If one examines the rgrid values, you see sequences of lat,lon indices like
0,0 0,1 0,2 ... 0,row0size
1,0 1,1 1,2 ... 0,row1size
2,0 2,1 2,2 ... 0,row2size
3,0 3,1 3,2 ... 0,row3size
...
that is, it could be completely specified by the set of rowSizes, everything else just being an enumeration of the indices of the ragged array. Note that latdim, londim are not actually used, and that rgrid(rgrid) has the same signature as a coordinate variable, although its really part of a more complicated coordinate mapping function.

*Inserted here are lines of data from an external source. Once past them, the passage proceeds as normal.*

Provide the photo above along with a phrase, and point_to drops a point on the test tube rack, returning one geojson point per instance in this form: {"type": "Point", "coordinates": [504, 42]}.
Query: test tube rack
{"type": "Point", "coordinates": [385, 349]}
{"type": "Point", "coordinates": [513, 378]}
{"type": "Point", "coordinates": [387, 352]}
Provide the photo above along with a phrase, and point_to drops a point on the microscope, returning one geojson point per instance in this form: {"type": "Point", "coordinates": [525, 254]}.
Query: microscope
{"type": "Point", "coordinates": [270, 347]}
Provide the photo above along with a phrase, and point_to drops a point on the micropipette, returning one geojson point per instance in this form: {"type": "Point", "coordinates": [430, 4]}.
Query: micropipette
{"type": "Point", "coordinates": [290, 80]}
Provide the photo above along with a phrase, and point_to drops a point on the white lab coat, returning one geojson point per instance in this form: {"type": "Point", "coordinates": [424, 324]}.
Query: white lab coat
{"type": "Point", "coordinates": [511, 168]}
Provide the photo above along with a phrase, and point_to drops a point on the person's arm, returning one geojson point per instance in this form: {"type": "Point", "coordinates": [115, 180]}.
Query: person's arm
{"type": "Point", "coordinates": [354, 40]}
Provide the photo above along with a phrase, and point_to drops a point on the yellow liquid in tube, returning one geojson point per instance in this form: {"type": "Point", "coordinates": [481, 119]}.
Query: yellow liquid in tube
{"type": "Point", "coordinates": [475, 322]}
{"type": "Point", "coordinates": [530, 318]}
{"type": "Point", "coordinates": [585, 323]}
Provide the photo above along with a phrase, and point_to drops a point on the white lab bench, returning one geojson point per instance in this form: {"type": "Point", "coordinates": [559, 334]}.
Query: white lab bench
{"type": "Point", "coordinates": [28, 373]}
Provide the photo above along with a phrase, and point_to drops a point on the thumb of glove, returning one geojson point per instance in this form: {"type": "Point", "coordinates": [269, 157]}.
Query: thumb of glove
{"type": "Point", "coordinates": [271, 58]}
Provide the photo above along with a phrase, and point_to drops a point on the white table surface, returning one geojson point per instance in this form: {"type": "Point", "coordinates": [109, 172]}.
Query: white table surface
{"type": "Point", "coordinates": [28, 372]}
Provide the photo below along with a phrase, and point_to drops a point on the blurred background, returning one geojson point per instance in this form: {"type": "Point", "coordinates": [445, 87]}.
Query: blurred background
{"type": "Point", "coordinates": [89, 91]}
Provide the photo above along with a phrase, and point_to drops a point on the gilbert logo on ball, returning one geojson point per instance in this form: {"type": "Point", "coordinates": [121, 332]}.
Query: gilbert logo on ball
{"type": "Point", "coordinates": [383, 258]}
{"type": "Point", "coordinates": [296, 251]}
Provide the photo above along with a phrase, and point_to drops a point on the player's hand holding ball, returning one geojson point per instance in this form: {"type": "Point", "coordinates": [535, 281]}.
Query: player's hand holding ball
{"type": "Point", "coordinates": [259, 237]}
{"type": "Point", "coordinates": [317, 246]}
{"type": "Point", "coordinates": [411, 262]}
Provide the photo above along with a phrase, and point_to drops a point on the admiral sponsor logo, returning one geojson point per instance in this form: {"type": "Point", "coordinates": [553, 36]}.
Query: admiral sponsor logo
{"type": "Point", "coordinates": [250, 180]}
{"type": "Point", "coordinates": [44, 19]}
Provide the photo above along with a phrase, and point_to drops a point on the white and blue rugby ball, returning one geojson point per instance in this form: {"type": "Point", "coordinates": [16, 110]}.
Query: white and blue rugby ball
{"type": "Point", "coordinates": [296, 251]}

A more explicit data structure for ragged arrays might look like:
dimensions:
londim = 128 ;
latdim = 64 ;
rgrid = 6144 ;
variables:
float PS(rgrid) ;
PS:long_name = "surface pressure" ;
PS:units = "Pa" ;
PS:coordinates = "lon lat" ;
float lon(rgrid) ;
lon:long_name = "longitude" ;
lon:units = "degrees_east" ;
float lat(latdim) ;
lat:long_name = "latitude" ;
lat:units = "degrees_north"
lat:raggedRowsize = "rowSize";
int rowSize(latdim);
rgrid:ragged= "latdim londim";
rgrid:desc= "number of longitudes for each latitude row";
so that: rgrid size = sum(rowSize)
in this example, the lon coordinate would just be lon(rgrid). to figure
out the lat coordinate, you have to form rowStart(latDim):
rowStart(i) = 0 if i = 0
rowStart(i) = rowStart(i-1) + rowSize(i-1) if i > 0
then find i such that rowStart(i) <= rgrid index < rowStart(i+1).
Note that there is no "coordinate variable" rgrid(rgrid) as in the "compression by gathering" example. So how to associate? The best I could come up with for now is
lat:raggedRowsize = "rowSize";
which doesn't seem quite right. Also, note that londim is not used,
but you kind of need it for rgrid:ragged. I guess is the maximum value,
but you may not know that ahead of time. hmmm.....
There are a number of variants that might be easier to understand:
- store rowStart directly
- store the latitude index into rgrid(rgrid), this would allow random ordering of the points.